Although the French loathe America’s commercialized culture – and will readily blow up the nearest McDonald’s to prove it – Epcot’s France is exactly that. Gone are the chain smokers, striking union workers and piles of dog crap on every sidewalk… all happily replaced by pastries, foie gras and champagne as far as the eye can see.
Years of icy foreign relations (e.g. accusations about cheese-eating surrender monkeys) melt away in the space of time it takes to pop a cork. Even the most hardline Francophobe will be declaring “détente” – up to (or even including) enjoying the performance of a mime.
No, really. By this point, those who’ve been keeping pace (counterclockwise) will have finished drinks in eight other countries (nine if they opted for the outpost!).

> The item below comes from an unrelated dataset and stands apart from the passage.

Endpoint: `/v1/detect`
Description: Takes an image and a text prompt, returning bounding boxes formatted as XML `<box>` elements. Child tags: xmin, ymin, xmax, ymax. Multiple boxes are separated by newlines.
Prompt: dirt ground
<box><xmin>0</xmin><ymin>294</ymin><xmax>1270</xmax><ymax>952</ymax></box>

Your travel companions who:
a. are dehydrated
b. have a low tolerance for alcohol
c. chose to upgrade to wine or liquor drinks, and/or
d. forgot to eat around the world
are now in a very happy place.
The timing of this blissful state of affairs works perfectly for the ladies of the group.
Charming French guys with yummy accents? Check!
Scary French girls with hairy armpits? Check!
Time to even the score.
But don’t spend too long hitting on random Epcot employees. This may be the last time your entire group is pictured in one photo. Savor the moment. It’s all downhill from here.